The SilentVault system allows individual users to hold and exchange assets under conditions of much greater privacy. Greater privacy does not eliminate risks of dishonesty. It does dramatically reduce risks related to force majeure. We use the best technology available to make it hard to find the servers that operate our wallet technology, and to make it difficult to brute force attack the access to those wallets.

It is possible for a person to eliminate all risks of dishonesty by others by simply holding their assets in their own hands, but then they have the risk of being robbed. And, it is much more impractical to engage in trade and commerce if you are holding onto physical assets for everything. Any system of trade and commerce implies that there are parties who have to be trusted, whether those parties are in government agencies, banking enterprises with state licences, or other organisations. Even in the case of holding all your assets in physical form in your own possession requires that you trust that you have the ability to defend those assets against whatever group comes to take them
away.

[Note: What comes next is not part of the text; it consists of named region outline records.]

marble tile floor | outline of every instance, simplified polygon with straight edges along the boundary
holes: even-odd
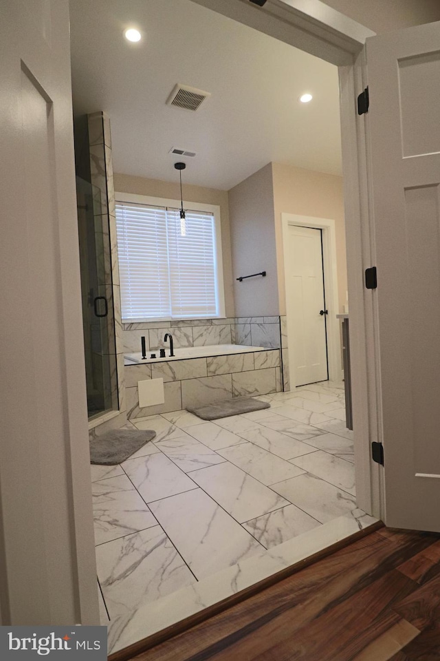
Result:
[[[271,408],[137,418],[128,426],[154,429],[154,441],[120,465],[91,467],[109,651],[374,522],[356,507],[343,384],[257,399]]]

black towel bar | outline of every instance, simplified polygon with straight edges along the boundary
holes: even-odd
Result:
[[[265,271],[262,271],[260,273],[252,273],[252,275],[242,275],[241,277],[237,277],[236,280],[239,280],[241,282],[241,280],[244,280],[246,277],[254,277],[255,275],[263,275],[263,277],[265,277],[266,272]]]

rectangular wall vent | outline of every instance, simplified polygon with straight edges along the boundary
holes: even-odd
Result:
[[[168,154],[178,154],[180,156],[195,156],[195,151],[188,151],[187,149],[178,149],[175,147],[170,149]]]
[[[197,110],[205,99],[210,96],[209,92],[196,90],[195,87],[190,87],[188,85],[180,85],[178,83],[166,103],[168,105],[174,105],[176,108],[183,108],[184,110],[194,112]]]

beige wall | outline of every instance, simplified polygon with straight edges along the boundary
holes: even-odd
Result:
[[[280,314],[285,315],[285,288],[281,213],[296,213],[336,221],[340,311],[346,302],[346,260],[342,178],[272,163]]]
[[[146,179],[128,174],[115,174],[115,190],[121,193],[151,196],[168,200],[180,200],[180,187],[178,182],[162,181],[160,179]],[[221,219],[221,252],[225,283],[226,316],[234,316],[234,291],[232,285],[232,266],[231,257],[231,237],[229,220],[228,192],[214,188],[202,188],[184,184],[184,201],[200,204],[214,204],[220,207]]]
[[[439,0],[322,0],[377,34],[440,21]]]
[[[230,189],[229,208],[236,316],[278,315],[272,163]],[[265,277],[236,280],[261,271]]]

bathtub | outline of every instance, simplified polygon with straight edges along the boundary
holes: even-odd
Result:
[[[267,351],[267,346],[248,346],[247,344],[207,344],[204,346],[186,346],[174,350],[175,355],[170,356],[169,346],[165,347],[166,355],[164,358],[159,357],[159,349],[150,349],[146,352],[146,358],[142,359],[142,355],[138,353],[126,353],[124,356],[126,365],[139,365],[145,363],[159,363],[164,361],[184,360],[188,358],[206,358],[210,356],[227,356],[234,353],[248,353],[256,351]],[[157,358],[150,358],[152,353],[155,353]]]

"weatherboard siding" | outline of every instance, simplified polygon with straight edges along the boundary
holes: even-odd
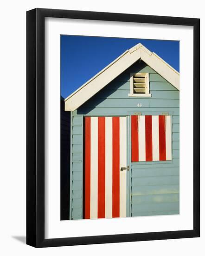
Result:
[[[128,96],[132,72],[149,73],[151,97]],[[130,214],[179,213],[179,96],[178,90],[142,61],[130,67],[72,112],[70,218],[83,218],[83,116],[129,116],[139,112],[142,115],[168,112],[172,116],[173,160],[130,163]]]

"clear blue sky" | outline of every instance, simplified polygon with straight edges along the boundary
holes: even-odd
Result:
[[[179,42],[62,35],[61,95],[66,98],[126,50],[141,43],[178,71]]]

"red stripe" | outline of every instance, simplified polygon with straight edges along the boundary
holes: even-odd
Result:
[[[85,118],[85,175],[84,209],[85,219],[90,219],[90,117]]]
[[[165,135],[165,116],[159,116],[160,161],[166,160],[166,141]]]
[[[113,182],[112,216],[120,216],[120,119],[112,118],[113,122]]]
[[[131,116],[132,162],[139,161],[138,116]]]
[[[152,116],[145,116],[145,139],[146,161],[152,161]]]
[[[105,217],[105,118],[98,117],[98,177],[97,217]]]

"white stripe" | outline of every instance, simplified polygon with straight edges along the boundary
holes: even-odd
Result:
[[[105,218],[112,217],[112,117],[105,118]]]
[[[166,159],[172,160],[172,142],[171,136],[171,116],[166,116]]]
[[[97,218],[98,117],[90,118],[90,219]]]
[[[120,117],[120,217],[126,216],[127,170],[120,171],[121,167],[127,167],[127,119]]]
[[[145,116],[144,115],[139,116],[138,131],[139,161],[145,161]]]
[[[152,158],[153,161],[160,160],[159,141],[159,115],[152,117]]]

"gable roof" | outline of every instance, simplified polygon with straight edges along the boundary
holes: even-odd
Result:
[[[74,111],[141,59],[179,90],[179,73],[140,43],[127,50],[65,99],[65,110]]]

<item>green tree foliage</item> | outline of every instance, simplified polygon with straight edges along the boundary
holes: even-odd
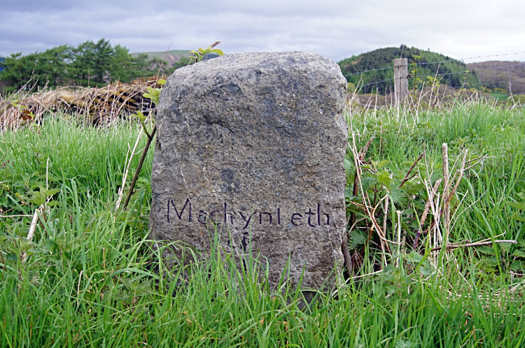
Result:
[[[133,57],[124,46],[112,46],[108,40],[85,41],[74,48],[67,45],[27,55],[15,53],[0,63],[0,80],[7,82],[8,93],[28,87],[101,87],[113,81],[129,82],[137,78],[171,73],[189,63],[183,59],[173,66],[162,60],[148,61],[146,54]]]
[[[421,58],[413,59],[414,56],[419,56]],[[393,66],[393,60],[396,58],[407,58],[409,68],[408,71],[412,71],[414,68],[414,65],[417,69],[416,76],[421,77],[426,75],[435,76],[436,73],[446,74],[444,75],[438,75],[438,80],[442,85],[449,85],[453,87],[458,87],[468,85],[477,85],[479,83],[479,78],[471,73],[463,73],[468,71],[466,65],[462,61],[453,59],[452,58],[444,56],[440,53],[425,51],[416,48],[409,48],[405,45],[401,45],[399,48],[390,47],[380,48],[372,52],[363,53],[357,56],[353,56],[346,58],[339,63],[341,71],[344,75],[349,82],[354,83],[357,86],[372,83],[372,85],[367,86],[367,92],[379,93],[385,94],[390,93],[391,89],[393,89],[393,69],[386,68],[367,73],[355,73],[364,71],[367,70],[373,70],[382,68],[386,68]],[[443,61],[440,64],[428,64],[426,63],[433,61]],[[448,75],[450,74],[450,75]],[[416,84],[416,76],[412,75],[409,78],[409,87],[413,88]],[[374,82],[377,82],[375,84]],[[360,92],[364,92],[364,89]]]

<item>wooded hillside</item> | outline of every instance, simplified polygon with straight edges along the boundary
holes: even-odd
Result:
[[[353,56],[342,60],[339,63],[341,71],[349,82],[356,86],[372,83],[367,87],[367,92],[370,93],[379,92],[381,94],[390,93],[391,88],[393,88],[393,69],[386,68],[363,73],[360,71],[386,68],[393,66],[393,60],[396,58],[408,59],[408,71],[410,75],[409,87],[410,88],[416,84],[417,77],[421,80],[428,81],[426,77],[434,77],[436,73],[451,74],[437,76],[441,84],[449,85],[451,87],[461,87],[465,85],[476,85],[479,83],[477,77],[472,73],[464,73],[468,70],[466,65],[462,61],[454,59],[450,57],[431,52],[420,50],[416,48],[409,48],[402,45],[399,48],[389,47],[379,48],[366,53]],[[442,61],[439,64],[427,64],[435,61]],[[415,73],[414,71],[416,70]],[[411,73],[411,71],[412,72]],[[385,81],[386,80],[386,81]],[[374,82],[377,82],[377,84]],[[364,90],[361,91],[364,93]]]
[[[470,63],[467,68],[488,88],[501,88],[514,94],[525,93],[525,62],[492,60]]]
[[[115,81],[127,83],[138,78],[171,74],[188,61],[183,59],[174,64],[146,53],[130,55],[125,47],[112,46],[102,38],[77,47],[63,45],[42,52],[4,57],[0,61],[0,85],[8,93],[26,85],[37,88],[102,87]]]

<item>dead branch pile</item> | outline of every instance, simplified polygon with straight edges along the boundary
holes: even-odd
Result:
[[[117,82],[101,88],[68,87],[19,92],[20,96],[10,100],[0,99],[0,130],[16,129],[30,122],[39,124],[46,113],[59,110],[98,125],[111,124],[137,111],[148,115],[155,106],[142,95],[148,87],[160,88],[158,80],[163,78],[139,78],[130,83]]]

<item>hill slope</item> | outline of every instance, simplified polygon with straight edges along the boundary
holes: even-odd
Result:
[[[470,63],[467,68],[488,88],[496,87],[513,94],[525,93],[525,62],[493,60]]]
[[[390,93],[391,89],[393,88],[393,68],[384,68],[369,71],[363,73],[357,73],[360,71],[381,69],[393,66],[393,60],[396,58],[408,58],[408,71],[414,70],[414,63],[412,59],[414,56],[420,56],[420,59],[416,59],[417,63],[417,76],[431,75],[435,76],[436,73],[450,74],[442,76],[437,76],[442,84],[449,85],[451,87],[461,87],[463,85],[465,80],[469,85],[477,85],[479,83],[477,77],[472,73],[465,73],[463,72],[468,70],[466,65],[462,61],[454,59],[448,56],[441,55],[430,51],[425,51],[416,48],[408,48],[406,45],[401,45],[399,48],[389,47],[379,48],[366,53],[362,53],[357,56],[353,56],[346,58],[339,63],[341,71],[344,75],[349,82],[352,82],[356,85],[365,86],[368,93],[371,92],[379,92],[381,94]],[[428,64],[435,61],[443,61],[440,64]],[[422,78],[426,79],[426,78]],[[414,75],[412,74],[412,78],[409,79],[409,87],[413,87],[414,84]],[[377,83],[376,83],[377,82]],[[362,92],[364,92],[364,87]]]
[[[143,52],[138,53],[132,53],[133,57],[139,57],[139,55],[146,55],[147,60],[150,61],[153,59],[164,59],[165,65],[171,67],[176,63],[181,61],[183,58],[187,58],[192,55],[190,50],[172,50],[171,51],[164,52]]]

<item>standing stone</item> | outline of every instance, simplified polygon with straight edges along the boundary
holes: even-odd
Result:
[[[335,63],[304,52],[176,70],[158,108],[150,236],[206,255],[216,226],[237,259],[251,240],[270,284],[288,259],[293,284],[304,271],[302,289],[333,284],[346,222],[346,87]]]

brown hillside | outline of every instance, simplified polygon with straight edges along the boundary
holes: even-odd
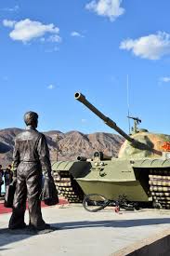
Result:
[[[0,130],[0,148],[9,150],[0,154],[0,164],[3,168],[12,161],[14,140],[20,128]],[[59,130],[44,132],[46,136],[51,160],[56,160],[57,148],[59,160],[75,160],[78,155],[91,157],[95,151],[103,151],[107,155],[117,156],[124,138],[119,135],[104,132],[84,134],[79,131],[62,133]],[[58,141],[58,142],[57,142]]]

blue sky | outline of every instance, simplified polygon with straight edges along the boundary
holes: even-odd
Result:
[[[1,0],[0,128],[112,132],[74,100],[81,91],[128,132],[170,133],[169,0]]]

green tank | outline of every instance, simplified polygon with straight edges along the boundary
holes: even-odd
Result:
[[[151,202],[170,209],[170,135],[138,129],[138,118],[131,135],[105,116],[81,93],[75,99],[85,104],[125,141],[118,157],[95,152],[92,159],[56,162],[52,168],[58,189],[70,202],[82,201],[85,195],[100,194],[116,200],[125,195],[132,202]]]

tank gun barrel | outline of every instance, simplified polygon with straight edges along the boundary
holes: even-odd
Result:
[[[125,138],[130,142],[135,142],[135,140],[132,139],[129,135],[127,135],[124,130],[122,130],[119,127],[117,127],[116,123],[113,122],[110,117],[104,115],[100,111],[98,111],[94,105],[92,105],[85,97],[80,93],[76,92],[74,95],[75,99],[85,105],[88,109],[90,109],[95,115],[97,115],[99,118],[101,118],[106,125],[110,128],[115,129],[119,134],[121,134],[124,138]]]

Trust is involved, no matter what you do.

While it is impossible to eliminate all risks, it is possible to look at the economic advantages and incentives that motivate SilentVault and Issuers to serve users of our system according to the terms of use agreements on our site. SilentVault and the Issuers stand to make a great deal more money by serving users effectively and honestly over time because doing so causes more economic activity to take place in our system and with the issued currencies. At any given moment, the amount to be gained by absconding with all the funds is less than the net present value of all future economic activity that is due and payable from transaction processing fees in the event that users are treated honestly.

Risks related to tracking the user's identity are mitigated by anonymity measures. Risks related to trusting the vendor are not. There is a price to be paid for meaningful anonymity, and that price is reflected in the transaction fees as well as in the risk the user takes in keeping assets in an anonymous system.

We do have multiple issuers to compartmentalise the risks for a given currency issuer. We do make an effort to know the issuer organisation in each case so we have some idea of who is issuing the currency and whether they are trustworthy. We also have security measures that help protect our users from loss due to technical failure, hacking, phishing, or other attacks.

However, if a user doesn't want to trust the Silent Bitcoin Trust, they do not have to do so. At any moment, a given user can transfer all their Silent Bitcoin out of the system and into Bitcoin wallet addressesof their choice. So, users who are sceptical are free to keep zero balances in their wallets.

No system can be free from all forms of risk. If you are going to get anything done, you end up trusting someone else. You can control which types of risk you take, how much value you embed in each system, you can spread risks, insure against them, and mitigate them in various ways. But risk is real. It is part of the world.

The clever work of Blythe Masters and the crew at JP Morgan Chase to package risks and issue credit default swaps to sovereign central banks in Europe in the late 1990s didn't eliminate those risks; all that cleverness simply shifted risks, brought about a sovereign debt crisis, and imploded in 2008-9 with the global financial crisis that seems to have required banks like JP Morgan Chase to be bailed out with taxpayer resources. In other words, even extraordinarily clever people using the generosities of multiple government agencies cannot eliminate risk from the world of trade and commerce. Attempting to do so can have dramatic results, cost trillions of dollars, and ruin tens of millions of lives, but it cannot eliminate risk.